Sun floods the treetops. I sneeze so loudly it sets off the neighbor’s dog, a quarter-mile away. The scrabble of claws from a high-speed red squirrel chase.
Crystal-clear and cool at mid-morning, the Sunday silence only broken by a chipmunk’s metronome and the distant rumble of a train. In a patch of sun, a cricket picks up where he left off.
An hour before sunrise, in the silence before weekend traffic begins, a barred owl’s “Who cooks for you all?” followed by a screech owl’s trill. Half an hour later, the soft notes of a migrant thrush.
Cold and clear, autumnal weather continues, with a heavy inversion layer that makes the interstate sound as if it’s just above the barn. Dew drips from the roof.

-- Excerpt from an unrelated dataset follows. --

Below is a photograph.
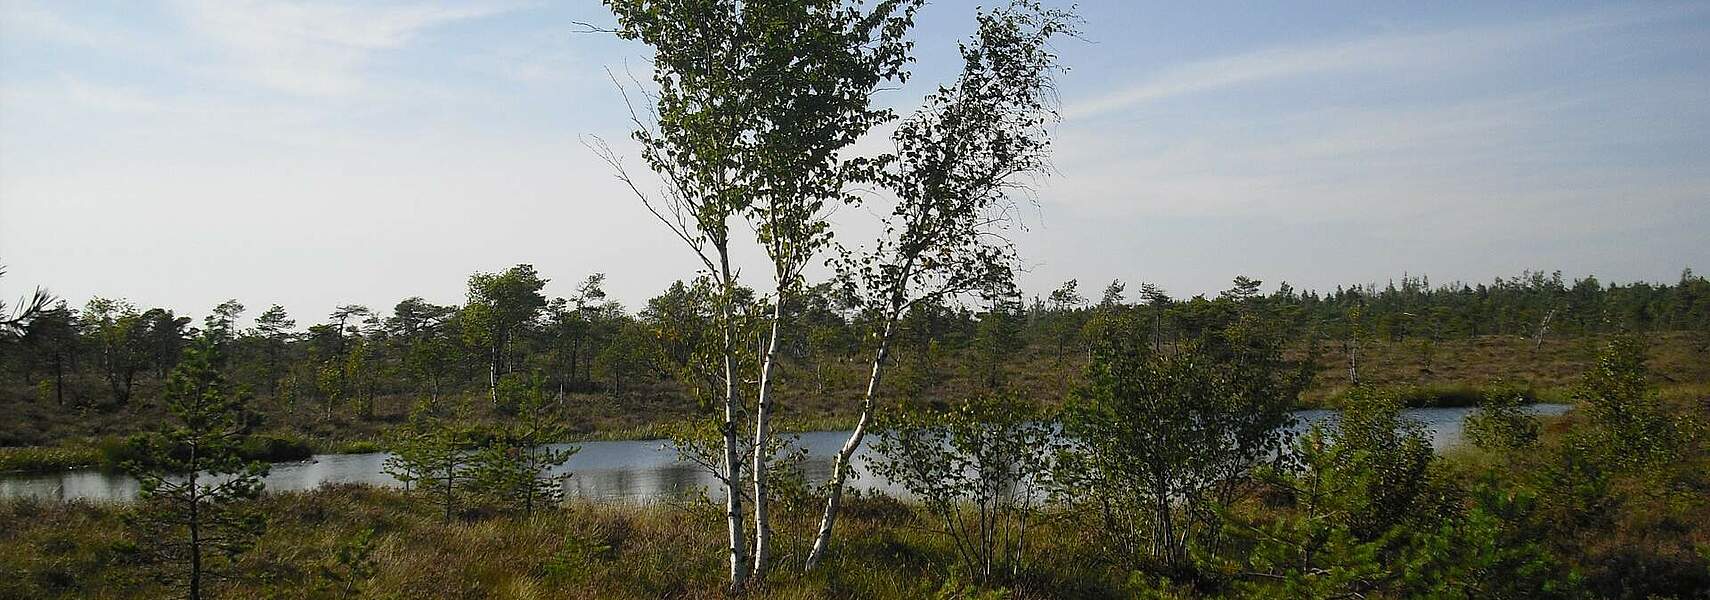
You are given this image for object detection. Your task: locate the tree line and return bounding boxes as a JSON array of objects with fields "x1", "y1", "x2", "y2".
[{"x1": 3, "y1": 266, "x2": 1705, "y2": 417}]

Cool and clear with a breeze in the treetops, glossy oak leaves scintillating in the sun. A distant crow is trying to raise a ruckus, but no one joins in.
Too cold for all but one hardy field cricket. In the meadow, the half-grown twin fawns have a go at their mother’s milk, one on each side. A small flock of geese go over, bugling.
Clear and cool. One minute before sunrise, a long-tailed weasel appears at the end of the porch with a meadow vole dangling from her mouth, sees me, and disappears back into the weeds. I catch one more glimpse of a reddish-brown shadow crossing the driveway.
Overcast and quiet. A doe and two fawns melt into the woods when I come out. In the meadow, this morning’s bindweed trumpets are already vibrating with bumblebees.
Cool and clearing. Dew drips from the porch roof onto the orange jewelweed, which this morning for the first time receives no visits from a hummingbird.